Right? This is not in the manual but should be. IMHO, it should also be in
the report output something like this.

Variance (diagonal) and covariance scores (off-diagonal)

        map 1 map 2 map 3 map 4
map 1 #########
map 1 ######### #########
map 1 ######### ######### #########
map 1 ######### ######### ######### #########

Agreed!

> As previously noted by Hamish Bowman, let's have a look at
> (http://lists.osgeo.org/pipermail/grass-user/2008-June/045108.html):

I'm not sure what the following means. Sorry. If it is necessary to delve
into the source code to find out what is being reported in the report, the
report needs to be changed so that is not necessary.

Absolutely. Note, there may be the need to differentiate what the user report
looks like and what the actual input for the classification is (e.g. for
i.maxlik) which, I guess, is the current structure of the signature files (?).

It would also be useful to know how much each map contributes to each
cluster.

(shrug)

I need to "think" a lot about that, meaning take time to understand the code
and propose...

Anyhow, I have started scratching a wikipedia page for similarities and
differences between i.cluster and other well known clustering algorithms such
as the k-means and the ISODATA. I consider it as necessary after a) having
read many related threads, b) going line-by-line through the manual and c)
after working recently in a project which involved "simple clustering" of NDVI
maps.

I have had already taken several notes (copy-pasted from threads, the manual
and own wording) about constructing an explanatory/comparative overview
(text). Never took the time to start the page...

I have started sharing (slowly) these notes at:
<http://grasswiki.osgeo.org/wiki/User:NikosA/About_Clustering&gt;\.

This is a draft version which, hopefully, will end-up being a normal GRASS-
Wiki page -- ideally mentioned in the manual of i.cluster as well.

I am not sure who has the time and the will to go through the real hard-work,
i.e. adjusting the code so as to make it more informative for the user.
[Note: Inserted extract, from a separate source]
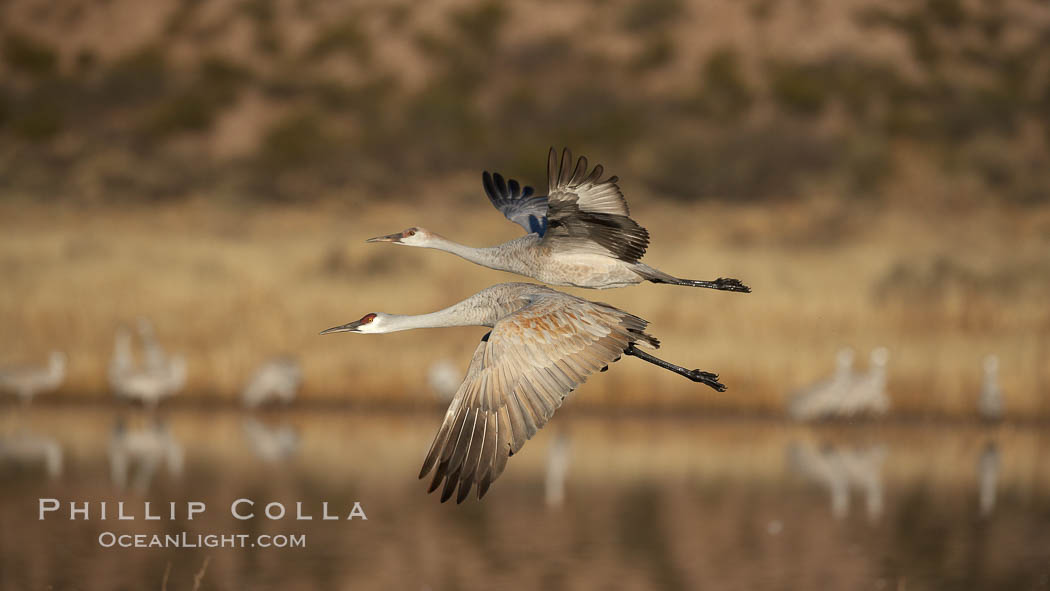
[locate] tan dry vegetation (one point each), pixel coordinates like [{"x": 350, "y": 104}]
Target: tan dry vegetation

I
will try to support the documentation efforts.

Thank you, Nikos

> --%<---
> I_fopen_signature_file_new() found in lib/imagery/sigfile.c
> --->%--
> but I can't find/understand if it helps.

> What about looking at
>
> a) /geo/osgeo/src/grass_trunk/lib/python/ctypes/OBJ.x86_64-unknown-linux-
> gnu/imagery.py
>
> or
>
> b) /geo/osgeo/src/grass_trunk/lib/python/ctypes/OBJ.x86_64-unknown-linux-
> gnu/cluster.py:
>
> --%<--- a) lines 756-781 / b) lines 579-600 --%<---
> # /geo/osgeo/src/grass_trunk/dist.x86_64-unknown-linux-
> gnu/include/grass/imagery.h: 51
>
> class struct_One_Sig(Structure):
> pass
>
> struct_One_Sig.__slots__ = [
>
> 'desc',
> 'npoints',
> 'mean',
> 'var',
> 'status',
> 'r',
> 'g',
> 'b',
> 'have_color',
>
> ]
> struct_One_Sig._fields_ = [
>
> ('desc', c_char * 100),
> ('npoints', c_int),
> ('mean', POINTER(c_double)),
> ('var', POINTER(POINTER(c_double))),
> ('status', c_int),
> ('r', c_float),
> ('g', c_float),
> ('b', c_float),
> ('have_color', c_int),
>
> ]
> --->%--
>
> ?
>
> And then, of course, at
> /geo/osgeo/src/grass_trunk/dist.x86_64-unknown-linux-
> gnu/include/grass/imagery.h:
>
> --%<---
> struct One_Sig
> {
>
> char desc[100];
> int npoints;
> double *mean; /* one mean for each band */
> double **var; /* covariance band-band */
> int status; /* may be used to 'delete' a signature */
> float r, g, b; /* color */
> int have_color;
>
> };
> -->%---